Definitions Relating to Bilingualism

There are many definitions of bilingualism, some of them incorrect and based on myth. A person does not, for example, have to speak both languages with equal fluency to be a bilingual. It is very common for bilinguals, even those who have been bilingual since birth, to be somewhat "dominant" in one language. I (Cindy) define bilingualism simply as using two languages on a regular basis. There are other valid definitions of bilingualism, of course; those who are interested in learning more are invited to skip ahead to the Books and Newsletters page and start reading some of the references mentioned there.

bilingual family
Quite simply, a family in which most of the members are bilingual. There are many reasons why a family may choose to be bilingual, and someday they may even be covered on this Web page.

consecutive bilingualism
Learning one language after already knowing another.

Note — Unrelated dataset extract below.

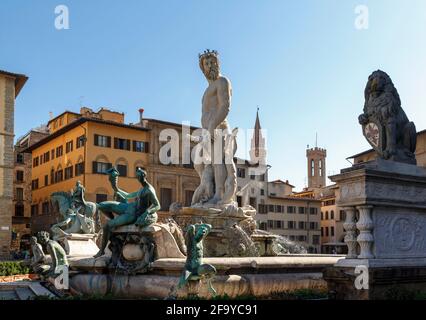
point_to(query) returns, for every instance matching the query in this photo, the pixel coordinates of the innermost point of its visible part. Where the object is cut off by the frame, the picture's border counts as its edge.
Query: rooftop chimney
(141, 110)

This is the situation for all those who become bilingual as adults, as well as for many who became bilingual earlier in life. Sometimes also called successive bilingualism.

simultaneous bilingualism
Learning two languages as "first languages". That is, a person who is a simultaneous bilingual goes from speaking no languages at all directly to speaking two languages. Infants who are exposed to two languages from birth will become simultaneous bilinguals.

receptive bilingualism
Being able to understand two languages but express oneself in only one. This is generally not considered "true" bilingualism but is a fairly common situation worth naming here.

other definitions
Other distinctions are drawn in the literature, for instance between so-called elitist and folk bilingualism, or between compound and coordinate bilingualism. These terms will be further explained on the Politics of Bilingualism page; the controversies connected with them make short definitions inadequate.